Dementia is not a disease, it is a group of symptoms


There is a lot of confusion surrounding dementia. For starters, many people mistakenly believe that dementia is a disease on its own when, in fact, it’s an overall term that describes a group of symptoms associated with the decline in thinking skills severe enough to reduce a person’s ability to perform everyday activities.

Our brains are regularly trying to process and make sense of all of the things around us to do anything at all and, because someone living with dementia has a challenging time doing that, entire experiences are lost. Essentially, their brains are constantly trying to get their bearings because they have a “broken thinker.”

So, what does this look like in daily life?

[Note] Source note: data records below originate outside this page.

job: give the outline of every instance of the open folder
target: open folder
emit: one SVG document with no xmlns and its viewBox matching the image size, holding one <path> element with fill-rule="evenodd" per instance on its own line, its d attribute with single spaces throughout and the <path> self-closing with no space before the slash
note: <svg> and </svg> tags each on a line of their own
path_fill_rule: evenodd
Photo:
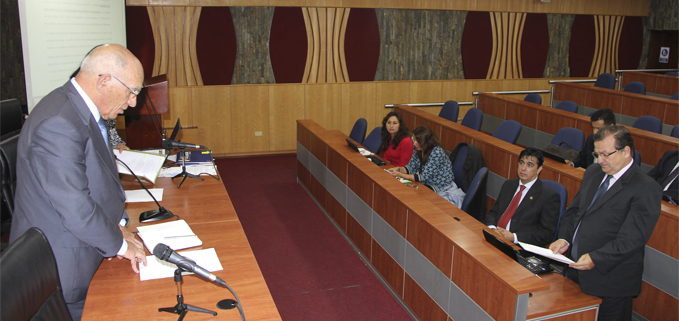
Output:
<svg viewBox="0 0 679 321">
<path fill-rule="evenodd" d="M 175 251 L 203 245 L 203 241 L 193 233 L 184 220 L 139 226 L 137 230 L 151 253 L 158 243 L 164 243 Z"/>
<path fill-rule="evenodd" d="M 122 153 L 114 151 L 114 153 L 116 157 L 120 161 L 125 162 L 138 177 L 144 178 L 153 184 L 156 183 L 158 173 L 160 173 L 160 168 L 163 167 L 166 158 L 164 155 L 154 155 L 133 150 L 124 150 Z M 127 167 L 120 164 L 120 161 L 116 162 L 118 165 L 118 172 L 120 174 L 132 175 Z"/>
</svg>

Dementia can manifest in many ways: issues with cognition, behavior, moods and psychological changes to name a few. These are all symptoms, much like a cough or a fever is a symptom of an illness. And, just like how a cough doesn’t necessarily mean someone has lung cancer, dementia doesn’t always mean someone has Alzheimer’s disease even though the two are often confused.

While Alzheimer’s disease is the leading cause of dementia symptoms, there are actually more than one hundred causes, including strokes, medication, diseases, ongoing infections or even a response to a toxin. And then, to make things a little more complex, there are many types of dementia, including Lewy Body dementia, Parkinson’s Disease, Frontotemporal dementia, Huntington’s disease and more.

All of these causes and types of dementia can manifest differently and often progress at different rates. At times, dual diagnoses can occur at the same time. This is one reason why it’s so important to get an accurate diagnosis of the type and cause of dementia so that caregivers can prepare for the likely progression of symptoms before they occur. If you notice any of these new or worsening symptoms in someone you love or are caring for professionally, consult a medical professional as soon as possible:

  • Memory loss
  • Difficult communicating
  • Difficulty with spatial abilities
  • Challenges with reasoning
  • Difficulty handling complex tasks
  • Changes to balance and coordination
  • Confusion and general disorientation
  • Personality changes
  • Depression
  • Anxiety
  • Paranoid thoughts
  • Hallucinations

While this is a lengthy list, it is not an exhaustive one. Keep in mind that everybody’s body and brain chemistry are unique, and therefore so are the ways dementia shows up in them. One way to become Dementia Aware is to develop a sensitivity to changes in the patterns of those you care for so that you can address them early on and support them better. This leads to a richer and more fulfilling relationship between the two of you.